For anyone that’s taken any sort of formal math courses, you’re aware that definitions are aplenty, and you can define whatever you want, however you want. Biologists also seem to take this approach - just look at how many different kinds of RNAs there are. But these definitions have always felt lack-lustre, to me, in comparison to definitions I typically encounter in math.

So what I want to focus on is the topic of definitions being good and well-defined.

What makes a good definition

Let’s start the way any good math class starts: a few examples to get a sense of what I mean.

Example: Functions

Let \( A, B \) be sets, and \( C = A \cup B \). Define \( f: C \rightarrow {0, 1} \) by \[ f(c) = 0 \text{ if } c \in A, \text{ and } f(c) = 1 \text{ if } c \in B \] What happens if \( A \cap B \neq \emptyset \)? Well…we don’t know.

Clearly if \( c \in A - B \) then \( f(c) = 0 \), and if \( c \in B - A \) then \( f(c) = 1 \). We can then say that the function \( f \) is well-defined over \( A \oplus B \). But if \( A \cap B \neq \emptyset \), then we don’t know what \( f(c) \) should be for \( c \in A \cap B \).

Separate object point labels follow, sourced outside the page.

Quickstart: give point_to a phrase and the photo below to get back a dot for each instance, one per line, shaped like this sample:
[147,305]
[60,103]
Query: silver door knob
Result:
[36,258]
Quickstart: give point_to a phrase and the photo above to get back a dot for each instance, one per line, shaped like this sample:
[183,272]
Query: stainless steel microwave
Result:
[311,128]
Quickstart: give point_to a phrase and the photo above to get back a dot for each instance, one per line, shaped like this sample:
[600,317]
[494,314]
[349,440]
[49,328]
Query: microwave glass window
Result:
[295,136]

Thus, \( f \) is not well-defined if \( A \cap B \neq \emptyset \).

Example: Notation

Let \(a, b, c \in \mathbb{R} \). Instead of writing \(a^b\), we can use \( \wedge \) notation, and write it as as \(a \wedge b \). The meaning is the same, we just have a different notation.

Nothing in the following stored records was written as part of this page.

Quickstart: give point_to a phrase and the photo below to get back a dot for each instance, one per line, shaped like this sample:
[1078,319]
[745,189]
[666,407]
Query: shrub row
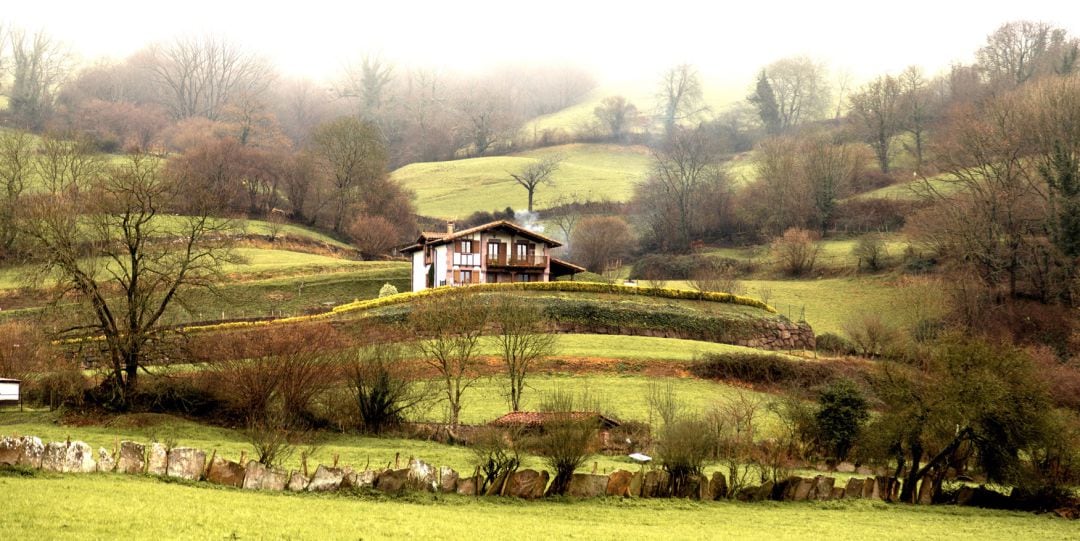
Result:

So what can we make of the statement \(a \wedge b \wedge c \)?

Is it \( a \wedge (b \wedge c) \) or \( (a \wedge b) \wedge c \)? Since exponentiation isn’t an associative operation, the statement \(a \wedge b \wedge c \) is ambiguous. One would say that this \( \wedge \) notation, without more context or convention, is not well-defined.

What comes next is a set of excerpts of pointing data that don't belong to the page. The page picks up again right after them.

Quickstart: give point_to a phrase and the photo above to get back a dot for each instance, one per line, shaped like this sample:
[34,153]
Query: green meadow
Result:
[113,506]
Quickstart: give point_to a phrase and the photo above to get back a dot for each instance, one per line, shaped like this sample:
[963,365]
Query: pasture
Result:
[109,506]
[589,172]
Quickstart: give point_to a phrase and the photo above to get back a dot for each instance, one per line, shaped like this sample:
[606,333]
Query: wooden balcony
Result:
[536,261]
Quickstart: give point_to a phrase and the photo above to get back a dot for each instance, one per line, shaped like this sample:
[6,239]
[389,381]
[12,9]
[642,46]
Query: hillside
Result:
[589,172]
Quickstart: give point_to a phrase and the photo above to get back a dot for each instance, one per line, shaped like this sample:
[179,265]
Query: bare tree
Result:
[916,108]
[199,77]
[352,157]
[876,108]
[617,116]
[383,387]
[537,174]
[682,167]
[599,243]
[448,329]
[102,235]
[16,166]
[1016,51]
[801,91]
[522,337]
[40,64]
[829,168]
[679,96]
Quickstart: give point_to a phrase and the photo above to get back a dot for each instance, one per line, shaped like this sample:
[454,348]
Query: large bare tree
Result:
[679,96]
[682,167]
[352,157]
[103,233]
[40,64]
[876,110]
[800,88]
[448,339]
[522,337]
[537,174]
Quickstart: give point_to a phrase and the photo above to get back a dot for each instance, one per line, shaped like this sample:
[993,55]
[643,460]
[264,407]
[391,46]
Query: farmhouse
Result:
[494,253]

Notice that \( a^{b^{c}} \) is unambiguous. It doesn’t suffer the same ambiguity as our \( \wedge \) notation does and is, therefore, well-defined without the use of extra symbols.

Example: Limits

Consider the function \(f(x) = \frac{1}{x}\). What happens to the function as \( x \rightarrow 0 \)?

Insert graph of 1/x

If you approach 0 from the right with positive values, it’s easy to see that \( \lim_{x \rightarrow 0^+} = +\infty \). Similarly, if you approach 0 from the left with negative values, it’s easy to see that \( \lim_{x \rightarrow 0^-} = -\infty \).

So what is \( \lim_{x \rightarrow 0} \frac{1}{x} \)? It depends on where you start and how you get arbitrarily close to zero. In that case, it makes sense to say that \( \lim_{x \rightarrow 0} \frac{1}{x} \) does not exist, because the limit in this context is not well-defined.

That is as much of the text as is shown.